Virei à esquerda a próxima, saí da avenida principal para cair numa ruela. Muito escura, típica de uma noite de outono em cidade com iluminação pública precária. O atestado de segurança era repetidamente emitido toda vez que eu cruzava com uma moça caminhando sozinha despreocupadamente, uma criança correndo como quem brinca com átomos e moléculas, um habitante local falando ao celular, ninguém com as mochilas à frente ou protegendo bolsas e bolsos.

Andei dois quarteirões na pequena rua escura, observando a arquitetura das casas, tão semelhantes às do interior de São Paulo onde me criei que comecei a colecionar interjeições nos pensamentos: a humanidade é mesmo uma mesmice, uma repetição de formatos, modelos, soluções.
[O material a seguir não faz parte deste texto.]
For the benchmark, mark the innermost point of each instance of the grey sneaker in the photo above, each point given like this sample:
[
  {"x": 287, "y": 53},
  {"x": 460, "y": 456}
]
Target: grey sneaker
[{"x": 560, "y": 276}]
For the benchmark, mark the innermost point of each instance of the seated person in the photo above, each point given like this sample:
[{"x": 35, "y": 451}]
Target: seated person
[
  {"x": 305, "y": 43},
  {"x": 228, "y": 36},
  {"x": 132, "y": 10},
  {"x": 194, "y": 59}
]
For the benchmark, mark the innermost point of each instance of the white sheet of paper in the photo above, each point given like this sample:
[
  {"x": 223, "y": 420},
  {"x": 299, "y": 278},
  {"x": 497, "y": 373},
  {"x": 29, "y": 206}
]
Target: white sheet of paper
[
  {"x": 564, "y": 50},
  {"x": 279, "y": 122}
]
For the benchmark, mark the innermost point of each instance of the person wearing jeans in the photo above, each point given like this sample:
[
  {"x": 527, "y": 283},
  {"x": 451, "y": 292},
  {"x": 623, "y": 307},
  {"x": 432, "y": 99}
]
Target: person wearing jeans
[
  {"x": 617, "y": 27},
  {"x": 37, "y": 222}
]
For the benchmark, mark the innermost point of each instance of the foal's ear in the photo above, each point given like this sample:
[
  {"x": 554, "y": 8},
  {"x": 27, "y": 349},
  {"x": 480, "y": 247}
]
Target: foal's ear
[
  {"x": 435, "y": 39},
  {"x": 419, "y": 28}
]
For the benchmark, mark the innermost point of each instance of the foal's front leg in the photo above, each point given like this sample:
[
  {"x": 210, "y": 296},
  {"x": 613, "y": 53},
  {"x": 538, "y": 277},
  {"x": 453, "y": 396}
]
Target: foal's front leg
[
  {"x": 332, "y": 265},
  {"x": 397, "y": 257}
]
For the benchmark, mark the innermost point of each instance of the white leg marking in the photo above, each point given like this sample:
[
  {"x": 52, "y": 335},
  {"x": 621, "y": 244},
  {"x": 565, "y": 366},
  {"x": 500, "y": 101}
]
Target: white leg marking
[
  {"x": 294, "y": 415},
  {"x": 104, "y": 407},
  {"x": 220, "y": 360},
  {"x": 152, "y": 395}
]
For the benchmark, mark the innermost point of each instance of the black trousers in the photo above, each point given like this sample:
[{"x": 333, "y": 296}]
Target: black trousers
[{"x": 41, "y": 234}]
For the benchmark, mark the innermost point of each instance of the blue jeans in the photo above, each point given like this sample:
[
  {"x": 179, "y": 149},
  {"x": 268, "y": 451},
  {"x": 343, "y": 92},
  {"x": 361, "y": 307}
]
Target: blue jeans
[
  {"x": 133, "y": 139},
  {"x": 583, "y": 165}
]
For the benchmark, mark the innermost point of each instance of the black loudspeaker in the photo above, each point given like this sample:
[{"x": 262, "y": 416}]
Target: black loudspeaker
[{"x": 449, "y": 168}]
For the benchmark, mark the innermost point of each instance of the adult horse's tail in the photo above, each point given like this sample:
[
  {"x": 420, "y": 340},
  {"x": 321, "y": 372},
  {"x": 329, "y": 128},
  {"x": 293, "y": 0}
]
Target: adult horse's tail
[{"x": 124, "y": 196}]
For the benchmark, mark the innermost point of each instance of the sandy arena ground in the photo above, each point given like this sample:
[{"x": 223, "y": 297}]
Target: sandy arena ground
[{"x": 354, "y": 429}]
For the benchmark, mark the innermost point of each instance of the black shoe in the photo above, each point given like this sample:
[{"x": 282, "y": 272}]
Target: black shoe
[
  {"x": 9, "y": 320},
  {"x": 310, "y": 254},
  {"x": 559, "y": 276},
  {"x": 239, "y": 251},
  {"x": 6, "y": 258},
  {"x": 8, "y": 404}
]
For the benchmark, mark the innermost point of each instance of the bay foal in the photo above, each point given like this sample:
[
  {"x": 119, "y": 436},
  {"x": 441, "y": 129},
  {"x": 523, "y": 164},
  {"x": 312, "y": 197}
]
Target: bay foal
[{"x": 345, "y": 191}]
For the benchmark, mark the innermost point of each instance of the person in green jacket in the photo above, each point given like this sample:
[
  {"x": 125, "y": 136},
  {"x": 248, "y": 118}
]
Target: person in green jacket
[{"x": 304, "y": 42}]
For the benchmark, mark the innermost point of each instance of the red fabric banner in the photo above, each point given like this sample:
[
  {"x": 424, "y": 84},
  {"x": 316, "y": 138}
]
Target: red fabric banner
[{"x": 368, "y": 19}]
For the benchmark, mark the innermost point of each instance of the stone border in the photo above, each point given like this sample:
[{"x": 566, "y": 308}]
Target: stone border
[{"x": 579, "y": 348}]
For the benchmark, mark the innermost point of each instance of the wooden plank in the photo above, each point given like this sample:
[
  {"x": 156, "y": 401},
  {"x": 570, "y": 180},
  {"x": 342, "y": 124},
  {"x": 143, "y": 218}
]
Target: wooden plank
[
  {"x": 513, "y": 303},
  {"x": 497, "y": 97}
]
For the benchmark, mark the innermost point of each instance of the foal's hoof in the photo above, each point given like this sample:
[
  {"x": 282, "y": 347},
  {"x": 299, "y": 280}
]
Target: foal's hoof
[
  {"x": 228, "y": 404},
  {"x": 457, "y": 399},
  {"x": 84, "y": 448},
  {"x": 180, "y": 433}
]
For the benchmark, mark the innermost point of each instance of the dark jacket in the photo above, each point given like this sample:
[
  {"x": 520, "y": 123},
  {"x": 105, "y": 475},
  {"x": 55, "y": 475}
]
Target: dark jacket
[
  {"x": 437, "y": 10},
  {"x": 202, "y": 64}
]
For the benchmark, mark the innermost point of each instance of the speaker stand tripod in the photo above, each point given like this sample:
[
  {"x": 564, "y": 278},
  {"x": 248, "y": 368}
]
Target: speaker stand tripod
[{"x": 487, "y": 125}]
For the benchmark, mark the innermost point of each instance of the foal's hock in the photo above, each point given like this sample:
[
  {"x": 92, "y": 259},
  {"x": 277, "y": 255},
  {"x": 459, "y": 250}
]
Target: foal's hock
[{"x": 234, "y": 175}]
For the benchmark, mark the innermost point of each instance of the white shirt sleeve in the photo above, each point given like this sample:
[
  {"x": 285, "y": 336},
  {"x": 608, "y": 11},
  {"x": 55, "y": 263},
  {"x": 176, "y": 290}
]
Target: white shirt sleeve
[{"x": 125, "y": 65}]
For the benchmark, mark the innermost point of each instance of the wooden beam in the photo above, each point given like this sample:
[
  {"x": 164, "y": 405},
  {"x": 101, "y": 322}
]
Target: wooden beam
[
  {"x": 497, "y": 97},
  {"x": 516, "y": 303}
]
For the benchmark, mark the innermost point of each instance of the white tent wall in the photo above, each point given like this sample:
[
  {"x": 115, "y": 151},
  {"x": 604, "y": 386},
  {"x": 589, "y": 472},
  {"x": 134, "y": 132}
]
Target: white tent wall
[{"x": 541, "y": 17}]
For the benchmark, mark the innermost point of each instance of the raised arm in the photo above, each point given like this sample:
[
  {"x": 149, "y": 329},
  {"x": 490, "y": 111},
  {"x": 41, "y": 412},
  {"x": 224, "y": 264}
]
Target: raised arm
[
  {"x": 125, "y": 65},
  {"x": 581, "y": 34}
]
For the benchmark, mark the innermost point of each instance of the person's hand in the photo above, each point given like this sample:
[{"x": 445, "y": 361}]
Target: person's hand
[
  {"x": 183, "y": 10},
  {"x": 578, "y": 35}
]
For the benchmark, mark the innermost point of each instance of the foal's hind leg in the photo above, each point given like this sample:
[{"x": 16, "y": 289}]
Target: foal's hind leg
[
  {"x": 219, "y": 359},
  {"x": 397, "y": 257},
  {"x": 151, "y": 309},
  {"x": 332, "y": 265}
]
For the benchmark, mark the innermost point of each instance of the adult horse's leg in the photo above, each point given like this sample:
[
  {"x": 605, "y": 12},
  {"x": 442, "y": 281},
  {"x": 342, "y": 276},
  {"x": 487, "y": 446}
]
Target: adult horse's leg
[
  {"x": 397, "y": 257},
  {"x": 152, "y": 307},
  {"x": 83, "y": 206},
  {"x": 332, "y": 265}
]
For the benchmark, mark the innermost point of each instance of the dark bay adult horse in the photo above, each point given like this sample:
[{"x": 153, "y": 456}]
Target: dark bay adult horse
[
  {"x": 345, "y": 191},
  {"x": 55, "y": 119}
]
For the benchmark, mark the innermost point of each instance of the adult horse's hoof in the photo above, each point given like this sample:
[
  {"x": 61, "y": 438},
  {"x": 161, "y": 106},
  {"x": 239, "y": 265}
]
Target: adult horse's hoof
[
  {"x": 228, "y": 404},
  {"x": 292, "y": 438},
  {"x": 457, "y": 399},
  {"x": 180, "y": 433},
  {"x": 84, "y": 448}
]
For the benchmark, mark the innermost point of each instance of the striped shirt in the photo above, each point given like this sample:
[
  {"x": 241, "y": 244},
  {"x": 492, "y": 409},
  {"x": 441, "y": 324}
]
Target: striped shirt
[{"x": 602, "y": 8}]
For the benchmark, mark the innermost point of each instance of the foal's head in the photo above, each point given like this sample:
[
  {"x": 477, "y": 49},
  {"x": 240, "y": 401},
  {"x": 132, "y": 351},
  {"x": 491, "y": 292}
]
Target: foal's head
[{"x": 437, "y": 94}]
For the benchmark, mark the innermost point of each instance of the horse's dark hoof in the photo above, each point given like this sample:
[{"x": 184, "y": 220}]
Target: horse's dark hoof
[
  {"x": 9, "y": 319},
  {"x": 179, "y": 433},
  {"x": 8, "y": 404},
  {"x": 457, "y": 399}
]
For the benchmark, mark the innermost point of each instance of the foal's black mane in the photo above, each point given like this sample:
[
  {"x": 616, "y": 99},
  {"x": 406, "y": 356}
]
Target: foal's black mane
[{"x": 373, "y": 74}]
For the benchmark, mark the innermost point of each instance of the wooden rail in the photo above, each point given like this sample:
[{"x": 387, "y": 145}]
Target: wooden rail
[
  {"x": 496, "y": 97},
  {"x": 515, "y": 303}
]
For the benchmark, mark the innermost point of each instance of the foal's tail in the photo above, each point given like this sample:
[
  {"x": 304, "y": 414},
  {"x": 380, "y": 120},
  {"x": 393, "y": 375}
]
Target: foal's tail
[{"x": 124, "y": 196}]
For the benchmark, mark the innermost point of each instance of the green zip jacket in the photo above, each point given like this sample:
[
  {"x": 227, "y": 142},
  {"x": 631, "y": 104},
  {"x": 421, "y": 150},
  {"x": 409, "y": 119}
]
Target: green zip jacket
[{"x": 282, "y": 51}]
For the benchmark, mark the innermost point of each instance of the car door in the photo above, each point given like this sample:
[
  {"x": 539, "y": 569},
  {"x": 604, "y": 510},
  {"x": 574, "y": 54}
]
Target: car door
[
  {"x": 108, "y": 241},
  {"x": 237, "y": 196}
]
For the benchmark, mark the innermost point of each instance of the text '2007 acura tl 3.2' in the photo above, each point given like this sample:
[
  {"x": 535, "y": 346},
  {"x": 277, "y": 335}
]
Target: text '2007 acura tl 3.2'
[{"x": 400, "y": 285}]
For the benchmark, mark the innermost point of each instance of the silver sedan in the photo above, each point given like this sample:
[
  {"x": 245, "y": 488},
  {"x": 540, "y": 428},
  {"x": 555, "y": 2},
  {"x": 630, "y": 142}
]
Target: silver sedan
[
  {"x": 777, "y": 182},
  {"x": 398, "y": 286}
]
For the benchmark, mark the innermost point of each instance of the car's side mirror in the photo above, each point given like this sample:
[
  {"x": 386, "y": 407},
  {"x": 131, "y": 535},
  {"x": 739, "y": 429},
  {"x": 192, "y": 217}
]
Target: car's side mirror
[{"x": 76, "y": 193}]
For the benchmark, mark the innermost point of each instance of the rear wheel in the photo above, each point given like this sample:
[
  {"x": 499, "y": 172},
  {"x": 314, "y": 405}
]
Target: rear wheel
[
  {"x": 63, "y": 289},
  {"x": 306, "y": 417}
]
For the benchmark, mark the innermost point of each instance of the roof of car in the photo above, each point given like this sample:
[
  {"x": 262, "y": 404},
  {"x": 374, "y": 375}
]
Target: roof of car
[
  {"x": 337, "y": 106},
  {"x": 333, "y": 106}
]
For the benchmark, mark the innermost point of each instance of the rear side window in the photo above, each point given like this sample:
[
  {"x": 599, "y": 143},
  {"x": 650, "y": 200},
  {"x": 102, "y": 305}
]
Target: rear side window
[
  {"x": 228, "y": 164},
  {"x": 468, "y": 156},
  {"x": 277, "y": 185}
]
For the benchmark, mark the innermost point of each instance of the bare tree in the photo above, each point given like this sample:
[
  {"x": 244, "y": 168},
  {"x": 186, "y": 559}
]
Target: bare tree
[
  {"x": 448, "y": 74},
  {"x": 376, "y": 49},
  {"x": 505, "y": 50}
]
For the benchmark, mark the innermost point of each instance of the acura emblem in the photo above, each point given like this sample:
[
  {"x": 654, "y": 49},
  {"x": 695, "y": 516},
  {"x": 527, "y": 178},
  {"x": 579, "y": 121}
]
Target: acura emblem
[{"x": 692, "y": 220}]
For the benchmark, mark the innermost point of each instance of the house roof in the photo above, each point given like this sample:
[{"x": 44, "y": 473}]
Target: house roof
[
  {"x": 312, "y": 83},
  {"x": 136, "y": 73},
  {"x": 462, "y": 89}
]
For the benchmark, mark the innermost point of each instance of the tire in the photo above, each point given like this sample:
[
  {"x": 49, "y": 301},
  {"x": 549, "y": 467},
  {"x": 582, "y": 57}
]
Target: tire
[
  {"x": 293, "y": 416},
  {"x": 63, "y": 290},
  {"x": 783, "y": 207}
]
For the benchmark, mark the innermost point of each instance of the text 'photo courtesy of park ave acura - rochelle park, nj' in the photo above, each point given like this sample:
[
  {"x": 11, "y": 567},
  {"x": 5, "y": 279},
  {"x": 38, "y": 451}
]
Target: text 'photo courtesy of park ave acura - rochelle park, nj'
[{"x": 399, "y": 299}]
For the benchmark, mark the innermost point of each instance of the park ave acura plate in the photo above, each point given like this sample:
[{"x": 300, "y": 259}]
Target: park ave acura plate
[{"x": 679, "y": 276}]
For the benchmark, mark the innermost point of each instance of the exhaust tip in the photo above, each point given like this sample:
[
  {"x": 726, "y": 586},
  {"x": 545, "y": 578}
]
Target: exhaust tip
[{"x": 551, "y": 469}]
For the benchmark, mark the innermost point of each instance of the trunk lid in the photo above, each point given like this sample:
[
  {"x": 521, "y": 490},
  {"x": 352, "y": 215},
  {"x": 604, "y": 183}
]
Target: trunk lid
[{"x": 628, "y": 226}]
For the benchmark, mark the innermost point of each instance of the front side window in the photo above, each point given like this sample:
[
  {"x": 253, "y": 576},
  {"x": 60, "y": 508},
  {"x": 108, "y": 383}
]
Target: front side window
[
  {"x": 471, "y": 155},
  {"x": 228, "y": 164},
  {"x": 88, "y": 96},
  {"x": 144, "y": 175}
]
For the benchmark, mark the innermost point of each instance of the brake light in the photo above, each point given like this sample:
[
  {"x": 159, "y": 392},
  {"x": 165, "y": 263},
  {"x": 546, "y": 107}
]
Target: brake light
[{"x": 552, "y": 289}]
Na esquina, minúsculo, tinha um mercadinho. Porta fechada por causa do frio, luzes acesas indicando o pleno funcionamento. Era um pequeno imóvel de menos de 50 metros quadrados apinhado de prateleiras desorganizadas, gôndolas com repolhos, tomates, batatas e maçãs. O letreiro trazia, em alfabeto cirílico, as letras que formavam a expressão-título Un Amigo Grande. Ao fundo, um senhorzinho de cabelo grisalho e sorriso simpático, olhando para o futebol numa velha TV de tubo de 14 polegadas.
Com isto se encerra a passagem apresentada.